Goldengrove by Francine Prose

Goldengrove by Francine Prose

Author:Francine Prose [Prose, Francine]
Language: eng
Format: epub
Tags: Young Adult, Adult, Contemporary
ISBN: 9780060560027
Google: 5VCLRAAACAAJ
Amazon: 8492723130
Barnesnoble: 8492723130
Goodreads: 3329521
Publisher: HarperLuxe
Published: 2008-01-01T05:00:00+00:00


AFTER THAT, AARON AND I MET ON SUNDAYS, AND SOMETIMES in the mornings before I went to have lunch with my father. We always met in the same spot. Aaron got there early, parked parallel to the road, and opened the tailgate so he could sit in the back, in the sun.

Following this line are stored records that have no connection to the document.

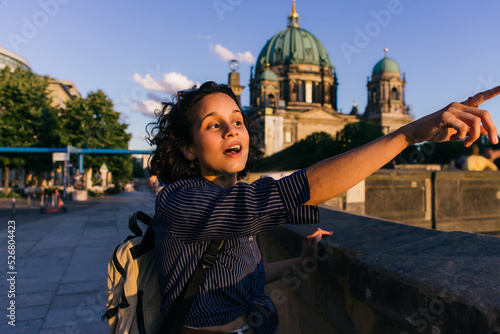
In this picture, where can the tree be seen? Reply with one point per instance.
(91, 122)
(357, 134)
(27, 118)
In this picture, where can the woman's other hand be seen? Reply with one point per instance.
(311, 241)
(457, 121)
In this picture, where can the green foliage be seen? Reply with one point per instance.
(357, 134)
(27, 118)
(439, 153)
(313, 148)
(318, 146)
(92, 123)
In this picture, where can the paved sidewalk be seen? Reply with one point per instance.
(61, 263)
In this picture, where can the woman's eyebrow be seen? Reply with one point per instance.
(215, 112)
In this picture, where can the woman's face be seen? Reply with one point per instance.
(220, 138)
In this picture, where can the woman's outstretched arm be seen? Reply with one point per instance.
(333, 176)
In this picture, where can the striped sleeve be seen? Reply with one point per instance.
(196, 209)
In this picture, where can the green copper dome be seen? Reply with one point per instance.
(269, 75)
(293, 45)
(386, 65)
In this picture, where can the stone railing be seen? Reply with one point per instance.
(374, 277)
(446, 201)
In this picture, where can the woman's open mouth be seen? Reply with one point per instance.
(235, 149)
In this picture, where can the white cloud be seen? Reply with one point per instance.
(145, 107)
(147, 82)
(226, 54)
(170, 82)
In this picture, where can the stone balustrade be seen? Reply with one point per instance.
(374, 276)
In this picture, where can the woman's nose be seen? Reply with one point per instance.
(230, 131)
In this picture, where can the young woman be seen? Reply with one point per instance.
(204, 145)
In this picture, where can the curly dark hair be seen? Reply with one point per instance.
(174, 128)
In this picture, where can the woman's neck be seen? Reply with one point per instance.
(224, 181)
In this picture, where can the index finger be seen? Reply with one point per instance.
(317, 232)
(476, 100)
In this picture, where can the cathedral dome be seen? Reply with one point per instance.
(269, 75)
(293, 45)
(386, 65)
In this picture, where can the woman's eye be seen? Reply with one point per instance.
(214, 126)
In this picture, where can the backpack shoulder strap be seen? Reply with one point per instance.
(175, 320)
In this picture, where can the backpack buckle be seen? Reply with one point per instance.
(207, 261)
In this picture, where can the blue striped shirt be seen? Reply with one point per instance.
(190, 213)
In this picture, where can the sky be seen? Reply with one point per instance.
(141, 52)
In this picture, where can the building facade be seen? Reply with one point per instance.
(293, 91)
(386, 96)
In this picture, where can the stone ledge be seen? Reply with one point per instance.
(385, 277)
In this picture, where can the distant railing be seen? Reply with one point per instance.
(374, 276)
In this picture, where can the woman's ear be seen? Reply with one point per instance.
(187, 151)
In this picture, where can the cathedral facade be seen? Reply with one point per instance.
(293, 91)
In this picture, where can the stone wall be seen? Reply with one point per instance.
(374, 276)
(446, 201)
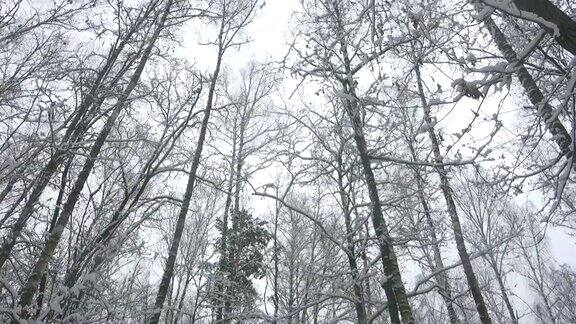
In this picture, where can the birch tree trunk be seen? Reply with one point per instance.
(447, 193)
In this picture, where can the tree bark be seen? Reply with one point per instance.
(548, 11)
(173, 251)
(392, 284)
(31, 285)
(72, 135)
(456, 227)
(438, 264)
(535, 95)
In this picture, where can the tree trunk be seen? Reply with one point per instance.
(173, 251)
(545, 110)
(437, 264)
(546, 10)
(456, 227)
(31, 285)
(392, 284)
(351, 251)
(72, 135)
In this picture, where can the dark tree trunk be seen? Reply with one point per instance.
(535, 95)
(175, 243)
(456, 227)
(31, 285)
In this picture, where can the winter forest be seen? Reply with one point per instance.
(288, 161)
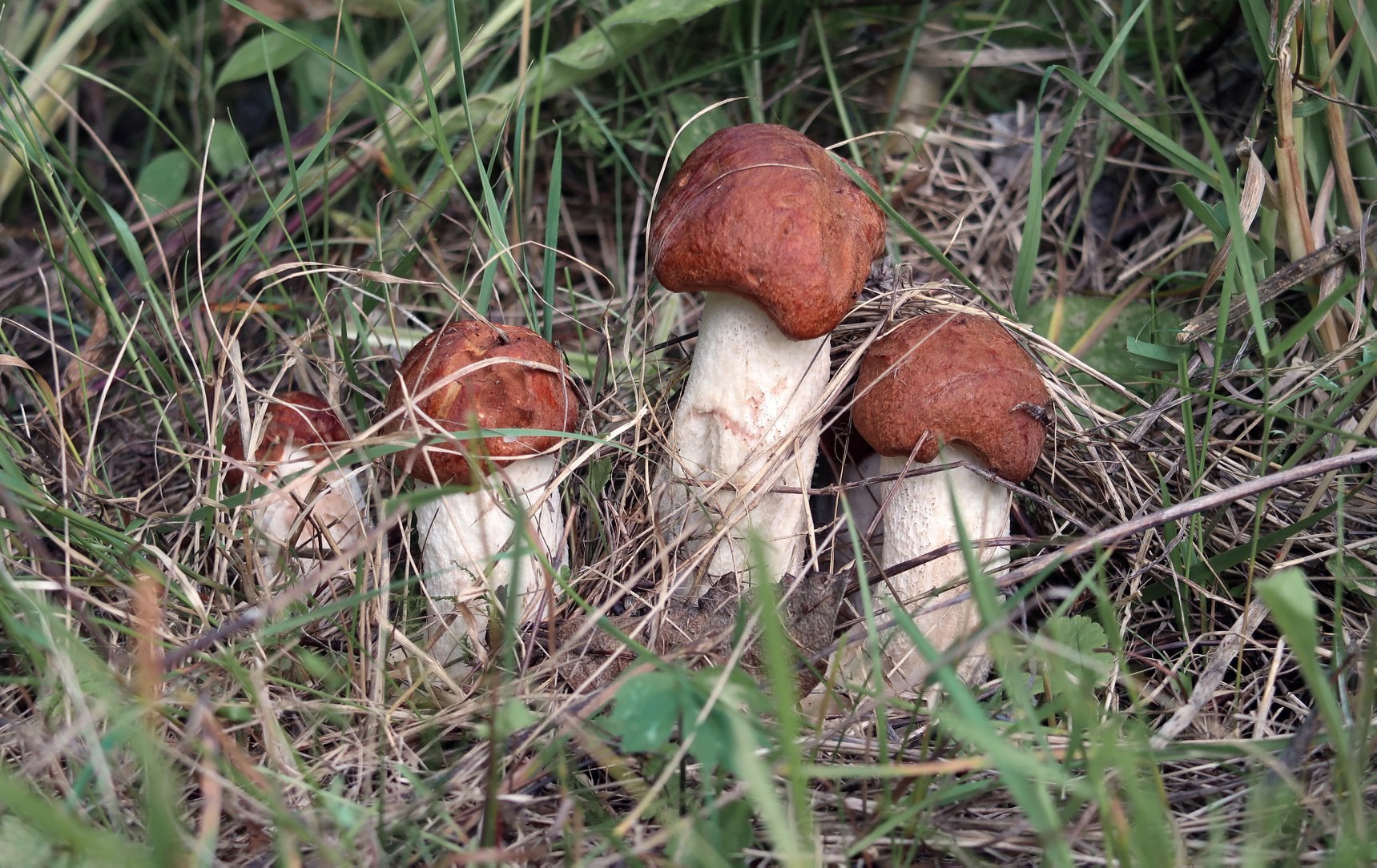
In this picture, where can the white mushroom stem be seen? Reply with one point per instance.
(308, 505)
(748, 421)
(473, 551)
(920, 516)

Mostly, we drove around in the van. He knew so many beautiful places I never knew existed. Once he stopped at a turnoff, and we hiked into the woods, and he showed me a grove of foxgloves, pink, yellow, and purple, six feet tall, standing at attention like a sentinel troupe of space invaders. Another day, we found a patch of wild strawberries so thick we ate until I felt tipsy from the fermented fruit. Anyway, that’s what I pretended. Then we sat at the edge of the field, enjoying front-row seats at a duel between two hummingbirds who fought until one stabbed his beak into the other’s neck, and the loser plunged into the brambles. Even though it was awful, I felt lucky to be there, as if nature had staged the death match expressly for Aaron and me.

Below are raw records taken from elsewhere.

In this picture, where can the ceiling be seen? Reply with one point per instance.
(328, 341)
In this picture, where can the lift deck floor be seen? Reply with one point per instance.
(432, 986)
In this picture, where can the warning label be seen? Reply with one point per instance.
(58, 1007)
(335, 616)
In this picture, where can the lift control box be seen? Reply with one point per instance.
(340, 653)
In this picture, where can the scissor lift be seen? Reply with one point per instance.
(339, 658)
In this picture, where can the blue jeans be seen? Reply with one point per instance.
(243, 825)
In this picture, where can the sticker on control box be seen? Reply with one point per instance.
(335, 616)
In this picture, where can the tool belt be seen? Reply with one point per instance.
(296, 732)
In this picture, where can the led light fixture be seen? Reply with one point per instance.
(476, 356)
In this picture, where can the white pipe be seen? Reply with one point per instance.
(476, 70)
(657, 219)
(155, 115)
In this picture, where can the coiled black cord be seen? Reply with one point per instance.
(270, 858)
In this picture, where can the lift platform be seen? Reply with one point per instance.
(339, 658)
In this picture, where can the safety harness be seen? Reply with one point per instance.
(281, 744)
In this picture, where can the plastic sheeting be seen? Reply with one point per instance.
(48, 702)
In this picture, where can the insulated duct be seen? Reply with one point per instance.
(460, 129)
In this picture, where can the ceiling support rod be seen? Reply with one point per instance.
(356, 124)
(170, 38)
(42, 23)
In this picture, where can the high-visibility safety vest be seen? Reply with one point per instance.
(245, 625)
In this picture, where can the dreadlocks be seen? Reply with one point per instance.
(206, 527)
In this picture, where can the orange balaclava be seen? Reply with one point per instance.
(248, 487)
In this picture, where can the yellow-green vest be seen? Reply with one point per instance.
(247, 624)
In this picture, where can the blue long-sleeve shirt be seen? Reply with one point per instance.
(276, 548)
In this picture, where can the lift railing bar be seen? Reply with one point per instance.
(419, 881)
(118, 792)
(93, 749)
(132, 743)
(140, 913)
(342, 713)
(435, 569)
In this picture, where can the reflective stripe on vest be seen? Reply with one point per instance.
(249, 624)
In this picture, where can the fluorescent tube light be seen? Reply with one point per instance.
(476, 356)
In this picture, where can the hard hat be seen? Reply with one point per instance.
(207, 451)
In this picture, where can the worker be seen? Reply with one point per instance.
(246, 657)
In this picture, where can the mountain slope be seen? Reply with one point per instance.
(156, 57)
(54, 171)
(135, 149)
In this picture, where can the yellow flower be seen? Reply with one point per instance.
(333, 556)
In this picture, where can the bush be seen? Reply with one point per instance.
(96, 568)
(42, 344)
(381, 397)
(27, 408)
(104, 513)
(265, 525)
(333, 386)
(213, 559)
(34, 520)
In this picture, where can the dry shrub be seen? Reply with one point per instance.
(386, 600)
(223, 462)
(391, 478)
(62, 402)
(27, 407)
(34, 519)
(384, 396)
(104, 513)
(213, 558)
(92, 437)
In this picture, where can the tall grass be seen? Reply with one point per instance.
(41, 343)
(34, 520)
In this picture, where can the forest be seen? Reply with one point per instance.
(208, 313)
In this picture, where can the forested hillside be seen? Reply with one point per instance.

He took me to a part of the forest where someone had piled a mound of stones. He said it was a druid grave, from centuries before Columbus. It was something Margaret would have said. Probably it wasn’t true, but I didn’t correct him. I didn’t want him to think that he and Margaret had been the only poets.

He would never have done something corny, like whipping out a drawing pad and sketching. But every so often, he’d look at a mountain or a tree as if he was framing it in his mind, and I’d wonder if he was figuring out how it might work as a painting.

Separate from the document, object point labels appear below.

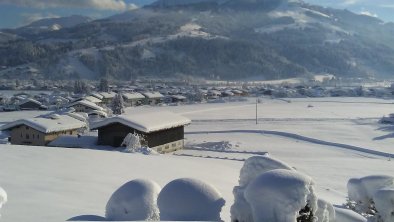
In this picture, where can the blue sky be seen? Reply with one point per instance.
(14, 13)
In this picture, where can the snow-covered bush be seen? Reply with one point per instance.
(361, 192)
(325, 211)
(252, 168)
(384, 203)
(345, 215)
(3, 197)
(135, 200)
(256, 165)
(281, 195)
(188, 199)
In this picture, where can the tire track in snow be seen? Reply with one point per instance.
(303, 138)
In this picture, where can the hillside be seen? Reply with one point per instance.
(214, 39)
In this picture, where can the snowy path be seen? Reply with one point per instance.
(303, 138)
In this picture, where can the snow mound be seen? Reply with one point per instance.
(384, 203)
(135, 200)
(256, 165)
(344, 215)
(279, 195)
(189, 199)
(252, 168)
(3, 197)
(361, 190)
(325, 211)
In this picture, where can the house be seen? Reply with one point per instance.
(153, 98)
(94, 100)
(107, 97)
(133, 99)
(162, 131)
(40, 131)
(31, 104)
(176, 99)
(85, 106)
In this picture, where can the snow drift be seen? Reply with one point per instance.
(384, 203)
(252, 168)
(3, 197)
(279, 195)
(188, 199)
(325, 211)
(344, 215)
(135, 200)
(361, 191)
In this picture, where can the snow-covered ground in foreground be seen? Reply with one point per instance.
(333, 141)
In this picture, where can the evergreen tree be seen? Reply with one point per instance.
(117, 104)
(104, 85)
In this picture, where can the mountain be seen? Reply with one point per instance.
(216, 39)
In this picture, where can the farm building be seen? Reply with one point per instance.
(133, 99)
(153, 98)
(107, 97)
(162, 131)
(85, 106)
(42, 130)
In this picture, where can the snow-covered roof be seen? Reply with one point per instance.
(88, 104)
(108, 95)
(153, 95)
(133, 96)
(97, 95)
(93, 99)
(53, 123)
(146, 122)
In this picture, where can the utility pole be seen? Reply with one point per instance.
(256, 109)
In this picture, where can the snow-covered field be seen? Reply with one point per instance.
(329, 139)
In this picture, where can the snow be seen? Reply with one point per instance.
(135, 200)
(146, 122)
(325, 211)
(93, 99)
(279, 195)
(345, 215)
(87, 103)
(384, 203)
(363, 189)
(189, 199)
(3, 198)
(108, 95)
(257, 165)
(47, 124)
(153, 95)
(133, 95)
(56, 184)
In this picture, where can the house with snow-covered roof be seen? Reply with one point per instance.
(153, 98)
(85, 106)
(40, 131)
(162, 131)
(107, 97)
(133, 99)
(31, 104)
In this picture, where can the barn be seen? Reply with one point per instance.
(40, 131)
(162, 131)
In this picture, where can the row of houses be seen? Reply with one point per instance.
(162, 131)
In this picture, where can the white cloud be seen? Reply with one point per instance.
(32, 17)
(115, 5)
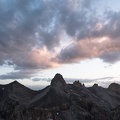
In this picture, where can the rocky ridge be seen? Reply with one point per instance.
(60, 101)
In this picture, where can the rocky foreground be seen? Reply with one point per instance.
(60, 101)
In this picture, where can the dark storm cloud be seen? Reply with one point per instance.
(17, 75)
(30, 32)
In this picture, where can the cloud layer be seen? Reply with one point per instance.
(33, 33)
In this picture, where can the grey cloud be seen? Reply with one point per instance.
(18, 75)
(111, 57)
(28, 24)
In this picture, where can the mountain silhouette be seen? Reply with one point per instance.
(60, 101)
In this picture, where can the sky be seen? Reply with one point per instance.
(79, 39)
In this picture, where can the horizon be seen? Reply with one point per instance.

One Sunday afternoon, we were parked at Miller’s Point, watching two high-flying hawks perform their suicide-courtship air ballet.

Aaron said, “You know, this is the first time I’ve thought about making art since . . .” That was our code-speak for Margaret’s death: the silence that came after since.

I was so happy that being with me might have made Aaron start thinking about painting. He’d promised we’d help each other, but I’d never believed I could help him. I remembered the Senior Show, how he’d crossed in front of the screen and, for a second, Mirror Lake had rippled over his handsome face.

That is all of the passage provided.